View of Main Street sign during the 2008 Sundance Film Festival on Jan. 19, 2007 in Park City, Utah.
View of Main Street sign during the 2008 Sundance Film Festival on Jan. 19, 2007 in Park City, Utah. - Film.com
Laremy Legel

The phone won't stop buzzing. Orange light pours through the curtains and I'm on the couch of a three-bedroom condo deep in the heart of Park City, Utah for the film festival. Six hours ago Gonzo: The Life and Work of Hunter S. Thompson ended, then a bar, then this couch, and now the infernal buzzing. You see, someone has callously left their cell phone under something, or near something, only it buzzes to let them know it's still operating on their behalf. It's still taking in messages, a bright communication beacon, and every 40 minutes it reminds them. It buzzes twice, short bursts, the first buzz is sufficient to wake me up, the second enough to make me realize I don't have a clue where the phone is. We'll repeat this dance again in 40 minutes. They get to sleep on with the phone merrily out of earshot. I don't.

In the movie Hunter's friends and family share of their loss on screen, interspersed with Johnny Depp quoting the man with contextual pieces of dramatic renderings thrown in for good measure. Everyone misses Hunter. And for good reason. Gone are the days of speaking truth to power, replaced by a much more efficient PR delivery mechanism that has pleasantly replaced dissent with sycophantic glee at selling out. These days Hunter would have gotten one column off before a shiny faced intern asked to see his badge. And could you take your cigarette outside please, sir?

This is what passes for news at the Sundance Film Festival, a giant multinational company subsidizing a big, big star. Viva la independence! We've come so far with this independent film festival thang that we've thankfully gotten out of the wretched business of finding and savoring new talent. Redford told us all to look past the "hype," but if we did that what would be left? The parties? The paparazzi? Perhaps a helpful primer should be given to all those aspiring filmmakers out there - guys and girls looking to be lauded for having the "right stuff."

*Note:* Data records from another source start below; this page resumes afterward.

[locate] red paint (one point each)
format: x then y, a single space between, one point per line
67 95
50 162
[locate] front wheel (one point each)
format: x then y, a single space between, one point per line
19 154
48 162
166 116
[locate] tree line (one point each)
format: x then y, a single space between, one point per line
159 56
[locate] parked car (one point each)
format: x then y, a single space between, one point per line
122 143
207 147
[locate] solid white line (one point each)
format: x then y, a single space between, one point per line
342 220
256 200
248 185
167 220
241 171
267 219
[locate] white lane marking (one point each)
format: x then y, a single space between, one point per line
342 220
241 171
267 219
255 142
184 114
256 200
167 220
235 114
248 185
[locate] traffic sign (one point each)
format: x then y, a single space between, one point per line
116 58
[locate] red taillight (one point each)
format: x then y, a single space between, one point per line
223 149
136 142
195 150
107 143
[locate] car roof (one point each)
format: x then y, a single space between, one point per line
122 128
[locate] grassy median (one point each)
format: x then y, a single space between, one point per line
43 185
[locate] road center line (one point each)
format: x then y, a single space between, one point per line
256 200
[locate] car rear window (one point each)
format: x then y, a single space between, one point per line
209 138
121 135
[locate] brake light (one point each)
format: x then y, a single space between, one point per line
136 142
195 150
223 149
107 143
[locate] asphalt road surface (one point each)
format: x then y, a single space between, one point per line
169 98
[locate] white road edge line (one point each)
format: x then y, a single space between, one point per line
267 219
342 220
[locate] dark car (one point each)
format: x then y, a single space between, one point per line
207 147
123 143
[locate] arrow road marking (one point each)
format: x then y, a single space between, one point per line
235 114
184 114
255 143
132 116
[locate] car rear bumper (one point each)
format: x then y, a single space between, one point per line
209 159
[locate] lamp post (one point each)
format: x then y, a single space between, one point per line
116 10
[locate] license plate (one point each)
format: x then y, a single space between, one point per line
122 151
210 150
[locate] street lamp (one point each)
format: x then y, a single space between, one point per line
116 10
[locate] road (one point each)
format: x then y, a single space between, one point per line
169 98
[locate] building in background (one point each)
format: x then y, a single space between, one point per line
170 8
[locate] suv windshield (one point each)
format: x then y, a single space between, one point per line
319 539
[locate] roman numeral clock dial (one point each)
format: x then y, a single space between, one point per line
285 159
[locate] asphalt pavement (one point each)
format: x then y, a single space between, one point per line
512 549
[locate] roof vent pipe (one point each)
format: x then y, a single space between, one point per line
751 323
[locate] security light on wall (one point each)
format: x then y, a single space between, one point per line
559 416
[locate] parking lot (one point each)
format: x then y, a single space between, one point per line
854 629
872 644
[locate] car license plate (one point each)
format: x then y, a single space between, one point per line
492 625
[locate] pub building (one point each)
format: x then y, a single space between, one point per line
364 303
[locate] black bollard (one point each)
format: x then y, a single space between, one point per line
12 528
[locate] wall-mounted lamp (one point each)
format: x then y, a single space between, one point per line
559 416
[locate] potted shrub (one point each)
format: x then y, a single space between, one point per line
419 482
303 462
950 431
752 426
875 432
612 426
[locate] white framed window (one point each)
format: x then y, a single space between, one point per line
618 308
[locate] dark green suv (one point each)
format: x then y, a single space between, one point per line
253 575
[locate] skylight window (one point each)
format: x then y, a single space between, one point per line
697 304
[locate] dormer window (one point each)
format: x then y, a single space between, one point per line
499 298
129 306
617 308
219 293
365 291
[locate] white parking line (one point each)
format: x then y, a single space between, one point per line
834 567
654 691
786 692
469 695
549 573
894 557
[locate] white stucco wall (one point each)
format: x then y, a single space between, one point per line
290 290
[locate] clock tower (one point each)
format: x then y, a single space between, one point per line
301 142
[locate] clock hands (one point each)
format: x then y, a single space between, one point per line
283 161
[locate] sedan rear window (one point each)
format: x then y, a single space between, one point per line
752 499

Steps to conquering the independent cinematic universe and getting yourself a big time development deal:


1. Be born as Tom Hanks' son.
2. Be born as Robert Redford's daughter.
3. Cast Alan Arkin (Glengarry Glen Ross), Toni Collette (Sixth Sense, About a Boy), Greg Kinnear (Thank You for Smoking, As Good as It Gets), and Steve Carell (but before he gets big!).


You see, this isn't so hard, is it? If you do one of the above things then you'll get that needed "push" from the festivals. It's sort of refreshing that talent, innovation, and courage have been obliterated from the equation, right? Hunter S. believed in a form of journalism where you viewed something once the smoke from the bullets cleared. Again, and it can't be overstated, this is no longer done. He once taped a Jimmy Carter speech in which Carter attacked the notion that the powerful and privileged should run the judicial system so fully and completely. The idea that a few should have power over so many appalled him. Carter made this speech at a lawyer's convention, as they looked on with hatred in their eyes, and Hunter recorded the whole thing and made Carter front page news shortly thereafter. If you brought up the same notion here, that the ten people who can actually get a film made have somehow made this process so dirty, horrific, and unclean... well, I suppose they'd just ignore you. Hey, was that Jake Gyllenhall? Is this an open bar? Oooooh, they're giving out free bags with the Entertainment Weekly logo!

Hunter once said that we were really just a nation of 220 million used car salesmen with all the money we needed to buy guns, having no qualms at all about killing anybody else in the world who tried to make us uncomfortable.

I suppose Hunter would have to note that times have changed. We're at 300 million strong now.